Lots of talk, little action sums up the first quarter of 2015.

While M&A chatter has spread through the markets the past few weeks, many companies have shored up their balance sheets with billions of dollars in equity raises and hunkered down.

E&P deal activity and value has plummeted. At mid-March 2015, deals in the United States and Canada have generated $2.1 billion, according to A-DCenter.com data. At the same point in 2014, deal activity was $17.9 billion.

Gabriele Sorbara, analyst, Topeka Capital Markets, gave his picks for top corporate takeout candidates among the companies he covers.

The companies include Cabot Oil & Gas Corp. (NYSE: COG), Energen Corp. (NYSE: EGN), Diamondback Energy Inc. (NASDAQ: FANG), Gulfport Energy Corp. (NASDAQ: GPOR), Laredo Petroleum Inc. (NYSE: LPI), Magnum Hunter Resources (NYSE: MHR) and Oasis Petroleum Inc. (NYSE: OAS).

“All would require significant premiums from current levels,” Sorbara said.

Additionally, FANG and EGN have the greatest upside to the transition to the Spraberry zones, he said.

M&A and joint venture (JV) chatter is spreading, but deals may be tough in this environment.

“While there has been much chatter regarding M&A in the sector, we do not believe the bid-ask spread has narrowed to a level to spark a wave of consolidation,” Sorbara said. “However, we would not be surprised to see some consolidation begin in the second half of 2015 timeframe as oil prices firm up, especially as managements’ expectations reset to a lower commodity price environment.”

However, everything is for sale at the right price. Higher quality asset companies will be the first to be acquired, Sorbara said.

“We continue to believe the lowest cost domestic plays, which are situated in the Permian Basin, Appalachia and in the Eagle Ford will continue to garner the M&A activity.”

Tudor, Pickering, Holt & Co. said service companies are also attracting attention. Forum Energy Technologies (NYSE: FET), for instance, is often thought of as a potential acquirer.

Tudor said March 16 that it expects slow and steady rather than eye-popping deals.

“Quite a bit of the interest we receive on FET has to do with M&A. What could they buy? Are there distressed opportunities to be taken advantage of?”

The firm said the recent $65 million acquisition of J-Mac Tool Inc., a frack equipment provider, is emblematic of what FET could do.

“This was a long-time target, family owned, and of the right size. In general, we see the bid/ask as still a headwind for the pace of deals right now. Sellers want to be paid on trailing results, which were great. Buyers want to pay on forward, which are going to be rough,” Tudor said. “But we believe FET has a target list it has been working for a while plus is likely on any logical list of manufacturer sellers so it will see the most opportunities in their targeted size range.”

Tudor said management should be a patient buyer and use its $180 million of 2015 free cash wisely.

The rout in commodity prices has prompted some cash-strapped companies to seek out financial partners to accelerate the value of their assets, such as Laredo and Magnum Hunter.

Others are pursuing divestitures to shore up balance sheets including GPOR, MHR, OAS, Gastar Exploration (NYSE MKT: GST), SM Energy Co. (NYSE: SM) and Pioneer Natural Resources (NYSE: PXD).

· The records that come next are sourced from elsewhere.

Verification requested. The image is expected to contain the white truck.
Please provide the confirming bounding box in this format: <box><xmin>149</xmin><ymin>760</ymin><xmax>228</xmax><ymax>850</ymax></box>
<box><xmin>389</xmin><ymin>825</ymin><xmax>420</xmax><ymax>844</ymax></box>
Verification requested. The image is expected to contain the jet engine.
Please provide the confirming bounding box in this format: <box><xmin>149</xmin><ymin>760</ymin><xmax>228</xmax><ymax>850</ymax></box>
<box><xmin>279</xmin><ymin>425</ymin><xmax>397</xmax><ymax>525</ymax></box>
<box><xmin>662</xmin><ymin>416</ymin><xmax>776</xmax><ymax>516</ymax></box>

Companies unable to find a JV partner and/or sell non-core assets will likely need to tap the equity capital markets.

“With the amount of companies seeking JV partners and with valuations dropping, we believe it will be tougher to strike a deal in this environment, especially considering the increased competition for capital,” Sorbara said.

One example is MHR, which is pursuing a financial partner in the Ohio Utica Shale, with competition from others including Eclipse Resources Corp. (NYSE: ECR) and Rex Energy (NASDAQ: REXX). Both are also seeking potential JV partners in Appalachia and others that may be motivated to exit Appalachia given the lack of scale, including GST and Carrizo Oil & Gas (NASDAQ: CRZO).

“We believe MHR has a top-tier position in the Utica/Marcellus shale, an area which we believe will retain a premium valuation relative to other domestic resource plays. Thus, we are confident MHR can strike an accretive deal,” he said.